Department of Urology, Air Force General Hospital, Beijing, China.
PLoS One. 2013 Sep 23;8(9):e74922. doi: 10.1371/journal.pone.0074922. eCollection 2013.
Sodium butyrate, a histone deacetylase inhibitor, has emerged as a promising anticancer drug for multiple cancers. Recent studies have indicated that sodium butyrate could inhibit the progression of prostate cancer; however, the exact mechanism is still unclear. The aim of this study was to investigate the mechanism of sodium butyrate action in prostate cancer DU145 cells.
The inhibitory effects of NaB on cell growth were detected by the 3-(4, 5-dimethylthiazol-2-yl)-2, 5-diphenyltetrrazolium bromide assay. Cell apoptosis was determined by flow cytometric analysis of DU145 cells stained with annexin V and PI. Hoechst 33258 and fluorescence microscopes were used to observe the nuclear morphology of DU145 cells after treatment with NaB. ANXA1 knockdown cells were established through transfection with ANXA1 siRNA. ANXA1 mRNA levels were measured by qRT-PCR. Bcl-2, Bax, ANXA1, ERK1/2 and pERK1/2 were detected by western blot.

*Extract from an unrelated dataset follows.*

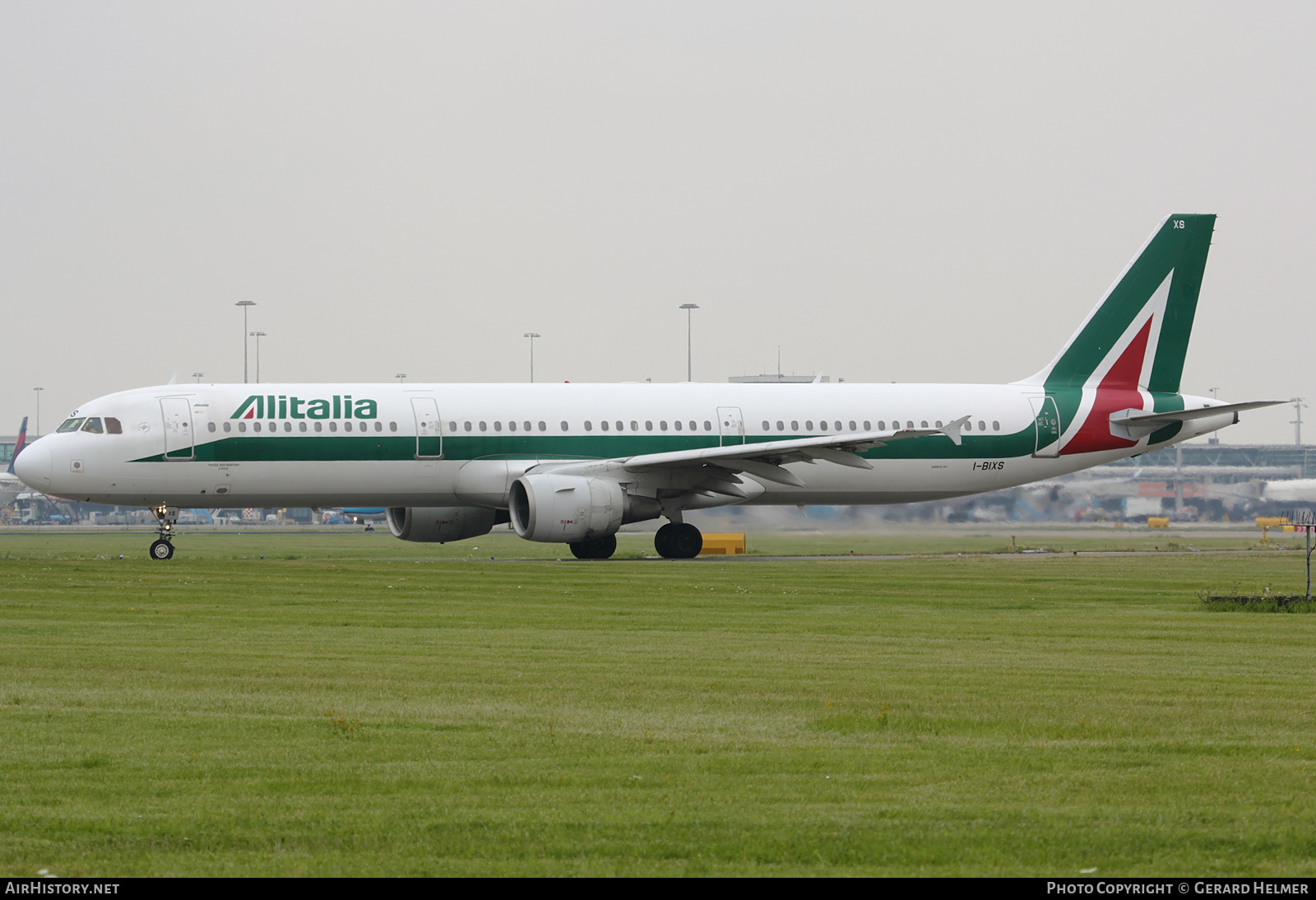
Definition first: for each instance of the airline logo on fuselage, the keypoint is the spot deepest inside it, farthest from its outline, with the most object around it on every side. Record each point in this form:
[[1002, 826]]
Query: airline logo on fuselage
[[283, 406]]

NaB significantly inhibited the growth and induction apoptosis of DU145 and PC3 cells in a dose-dependent manner. Expression of the anti-apoptosis gene Bcl-xl and Bcl-2 in DU145 cells are decreased and expression of the pro-apoptosis gene Bax and Bak increased after NaB treatment. Further studies have demonstrated that NaB up-regulated the expression of ANXA1 and that the tumor inhibition action of NaB was reduced markedly through knockdown of the ANXA1 gene in DU145 cells. Moreover, the siANXA1 cells showed that cell proliferation increased and cell apoptosis was induced by the inactivation of extracellular regulated kinase (ERK).

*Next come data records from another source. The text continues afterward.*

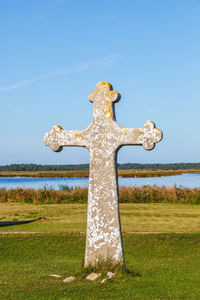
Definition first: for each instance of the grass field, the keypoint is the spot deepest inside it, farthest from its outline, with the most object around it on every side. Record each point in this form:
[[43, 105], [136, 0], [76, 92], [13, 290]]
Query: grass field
[[163, 264], [60, 218]]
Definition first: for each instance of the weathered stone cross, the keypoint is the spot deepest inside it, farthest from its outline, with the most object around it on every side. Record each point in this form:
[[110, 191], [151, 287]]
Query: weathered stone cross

Our results support a significant correlation between NaB functions and ANXA1 expression in prostate cancer, and pave the way for further studying the molecular mechanism of NaB actions in cancers.
丁酸钠是一种组蛋白去乙酰化酶抑制剂,已成为多种癌症有前途的抗癌药物。最近的研究表明,丁酸钠可以抑制前列腺癌的进展;然而,确切的机制尚不清楚。本研究旨在探讨丁酸钠在前列腺癌细胞 DU145 中的作用机制。

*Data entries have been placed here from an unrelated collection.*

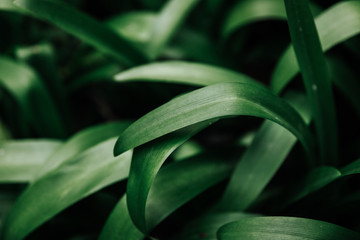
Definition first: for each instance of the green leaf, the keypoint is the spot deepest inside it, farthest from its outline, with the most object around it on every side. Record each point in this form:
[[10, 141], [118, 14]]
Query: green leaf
[[207, 226], [347, 82], [119, 225], [219, 100], [74, 180], [352, 168], [134, 26], [85, 28], [170, 18], [174, 72], [179, 182], [35, 104], [250, 11], [245, 12], [315, 76], [8, 5], [145, 164], [79, 143], [261, 160], [41, 57], [335, 25], [290, 228], [21, 159], [191, 177]]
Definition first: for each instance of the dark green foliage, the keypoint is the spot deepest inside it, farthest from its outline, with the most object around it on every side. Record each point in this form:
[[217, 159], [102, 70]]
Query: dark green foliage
[[179, 119]]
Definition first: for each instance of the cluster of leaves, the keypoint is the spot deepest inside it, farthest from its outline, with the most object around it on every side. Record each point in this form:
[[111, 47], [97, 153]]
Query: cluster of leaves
[[173, 119]]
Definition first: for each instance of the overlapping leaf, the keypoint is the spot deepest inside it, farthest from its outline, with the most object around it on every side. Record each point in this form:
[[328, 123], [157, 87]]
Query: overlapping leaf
[[36, 106], [191, 177], [76, 178], [266, 228], [84, 27], [21, 159], [219, 100], [315, 76], [335, 25]]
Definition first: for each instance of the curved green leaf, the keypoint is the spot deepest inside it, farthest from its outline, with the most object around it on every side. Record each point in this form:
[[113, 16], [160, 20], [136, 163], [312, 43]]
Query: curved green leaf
[[84, 27], [146, 162], [134, 26], [173, 72], [290, 228], [191, 177], [245, 12], [36, 106], [182, 72], [119, 225], [81, 142], [315, 76], [347, 82], [74, 180], [219, 100], [207, 226], [335, 25], [170, 18], [352, 168], [261, 160], [21, 159], [8, 5]]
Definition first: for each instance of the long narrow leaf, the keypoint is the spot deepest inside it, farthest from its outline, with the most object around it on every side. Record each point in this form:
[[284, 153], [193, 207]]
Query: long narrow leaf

通过 3-(4,5-二甲基噻唑-2-基)-2,5-二苯基四氮唑溴盐测定法检测 NaB 对细胞生长的抑制作用。通过流式细胞术分析用 annexin V 和 PI 染色的 DU145 细胞来确定细胞凋亡。用 Hoechst 33258 和荧光显微镜观察 NaB 处理后 DU145 细胞的核形态。通过转染 ANXA1 siRNA 建立 ANXA1 敲低细胞。通过 qRT-PCR 测量 ANXA1 mRNA 水平。通过 Western blot 检测 Bcl-2、Bax、ANXA1、ERK1/2 和 pERK1/2。
NaB 显著抑制 DU145 和 PC3 细胞的生长并呈剂量依赖性诱导细胞凋亡。Bcl-xl 和 Bcl-2 的抗凋亡基因在 DU145 细胞中的表达降低,Bax 和 Bak 的促凋亡基因表达增加。进一步的研究表明,NaB 上调了 ANXA1 的表达,并且通过在 DU145 细胞中敲低 ANXA1 基因,NaB 的肿瘤抑制作用明显降低。此外,siANXA1 细胞显示细胞增殖增加,细胞凋亡通过细胞外调节激酶 (ERK) 的失活而诱导。
我们的结果支持 NaB 功能与前列腺癌中 ANXA1 表达之间存在显著相关性,并为进一步研究 NaB 在癌症中的作用分子机制铺平了道路。